Previous studies have demonstrated that partial inhibition of the forward mode NCX leads to an elevation of SR Ca2+ content in cardiac myocytes from normal and failing hearts (Hobai et al., 2004; Ozdemir et al., 2008). It is interesting to note that the enhancement of SR Ca2+ loading during inhibition of forward mode NCX is found to be dependent on SOCE activity in neonatal rabbit ventricular myocytes (Huang et al., 2006b). Although KB-R7943 has previously been shown to preferentially block the reverse mode NCX, a subsequent study has confirmed that this compound exerts a much less or even absent mode-dependent action with a virtually identical IC50 of approximately 1 µmol·L−1 for forward and reverse mode inhibition (Kimura et al., 1999). Consistent with this view, the decay of caffeine-induced Ca2+ transient, which reflects Ca2+ extrusion via forward mode NCX, was significantly slowed down by the presence of KB-R7943 (Figure 9B). The addition of KB-R7943 (5 µmol·L−1) during the Ca2+-free superfusion significantly improved SR Ca2+ loading (Figure 9C), which may account at least partly for reduced incidence of the Ca2+ paradox in the presence of this compound throughout the superfusion period. The present study thus reveals an important functional linkage between NCX activity and the development of the Ca2+ paradox, mediated through SR Ca2+ loading in cardiac myocytes (Figure 10).

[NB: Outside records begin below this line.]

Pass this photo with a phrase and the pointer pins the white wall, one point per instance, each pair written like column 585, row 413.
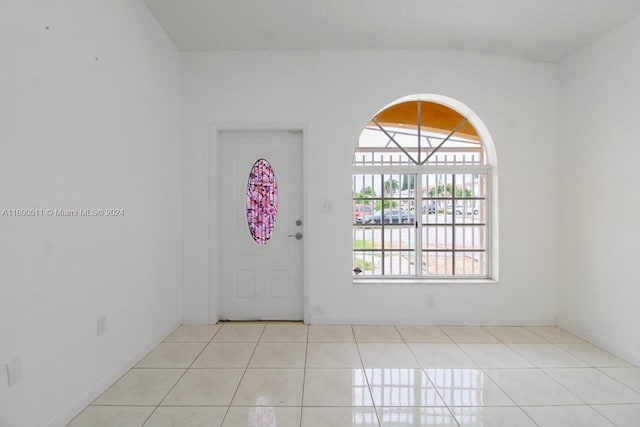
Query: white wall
column 599, row 296
column 89, row 118
column 334, row 94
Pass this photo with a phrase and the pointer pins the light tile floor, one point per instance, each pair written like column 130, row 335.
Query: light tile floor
column 287, row 374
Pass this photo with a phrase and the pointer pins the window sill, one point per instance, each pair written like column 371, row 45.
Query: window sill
column 420, row 281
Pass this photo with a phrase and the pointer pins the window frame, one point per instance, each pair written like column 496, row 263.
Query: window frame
column 488, row 168
column 418, row 225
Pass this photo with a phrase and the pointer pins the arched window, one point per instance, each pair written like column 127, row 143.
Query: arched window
column 422, row 193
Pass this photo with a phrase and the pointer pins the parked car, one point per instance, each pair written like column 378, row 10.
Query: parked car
column 460, row 209
column 360, row 212
column 429, row 208
column 392, row 216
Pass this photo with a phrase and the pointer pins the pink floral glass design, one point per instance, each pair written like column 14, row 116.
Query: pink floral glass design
column 262, row 201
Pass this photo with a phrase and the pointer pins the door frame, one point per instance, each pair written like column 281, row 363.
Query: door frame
column 215, row 128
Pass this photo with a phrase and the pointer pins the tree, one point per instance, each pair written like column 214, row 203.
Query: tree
column 391, row 187
column 365, row 193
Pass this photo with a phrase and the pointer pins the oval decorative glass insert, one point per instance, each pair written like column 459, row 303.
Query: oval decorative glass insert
column 262, row 201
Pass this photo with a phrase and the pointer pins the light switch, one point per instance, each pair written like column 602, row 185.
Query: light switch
column 326, row 206
column 14, row 371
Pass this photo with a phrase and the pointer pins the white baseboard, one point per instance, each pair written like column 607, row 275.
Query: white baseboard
column 603, row 344
column 451, row 321
column 107, row 380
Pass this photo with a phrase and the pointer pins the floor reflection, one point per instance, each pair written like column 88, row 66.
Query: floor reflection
column 262, row 415
column 402, row 387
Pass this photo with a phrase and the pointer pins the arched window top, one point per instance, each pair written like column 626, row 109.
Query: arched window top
column 424, row 173
column 420, row 132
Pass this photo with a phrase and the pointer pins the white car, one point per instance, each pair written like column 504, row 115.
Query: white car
column 460, row 209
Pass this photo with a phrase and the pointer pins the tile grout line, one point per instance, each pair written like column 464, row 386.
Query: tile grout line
column 423, row 369
column 264, row 327
column 181, row 376
column 366, row 377
column 304, row 375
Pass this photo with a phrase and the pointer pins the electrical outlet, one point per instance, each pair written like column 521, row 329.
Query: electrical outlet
column 14, row 371
column 102, row 324
column 431, row 301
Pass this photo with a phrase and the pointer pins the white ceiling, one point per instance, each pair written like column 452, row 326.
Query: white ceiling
column 545, row 30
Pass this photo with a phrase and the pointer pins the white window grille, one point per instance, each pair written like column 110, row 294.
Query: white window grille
column 421, row 202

Recently, an increase in diastolic SR Ca2+ leak and resultant SR Ca2+ depletion have been implicated in the initiation of triggered electrical activity and depressed contractile function in cardiac disorders including heart failure (Shannon and Lew, 2009). The present findings further suggest that reduced SR Ca2+ content could be a trigger for the development of Ca2+ paradox-mediated cardiac injury. It is important to address the question as to whether the Ca2+ entry mechanism through TRPC channels actually mediates the Ca2+ overload in the myocardium under pathophysiological conditions such as ischaemia, where SR Ca2+ content is expected to be reduced (Carmeliet, 1999).

In conclusion, the present experiments identify a novel Ca2+ entry pathway (TRPC channels) for the development of the Ca2+ paradox and reveal an important functional linkage between NCX activity and the development of the Ca2+ paradox, mediated through SR Ca2+ loading in cardiac myocytes (Figure 10).

Acknowledgments

This study was supported by a Grant-in-Aid for Scientific Research from the Japan Society for the Promotion of Science.

Glossary

Abbreviations

2-APB

2-aminoethoxydiphenyl borate

CAP

control antigen peptide

CIB

cell isolation buffer

DNP

2,4-dinitrophenol

ER/SR

endoplasmic/sarcoplasmic reticulum

IP3

inositol-1,4,5-trisphosphate

NCX

Na+/Ca2+ exchange

RyR2

cardiac ryanodine receptor

SERCA

sarcoplasmic/endoplasmic reticulum Ca2+-ATPase

SOCE

store-operated Ca2+ entry

SR

sarcoplasmic reticulum

STIM

stromal interaction molecule

τ

time constant

TRPC

transient receptor potential canonical

Conflicts of interest

None.

Supporting information

Additional Supporting Information may be found in the online version of this article:

Figure S1 Effect of pretreatment with normal IgG, anti-TRPC4 and anti-TRPC5 antibodies on the Ca2+ paradox. Ventricular myocytes were pretreated with normal IgG, anti-TRPC4 and anti-TRPC5 antibodies (1:200 dilution) for 15 min. There were no significant differences in the effects of IgG and these antibodies, compared with the control (N = 2–3 in each group).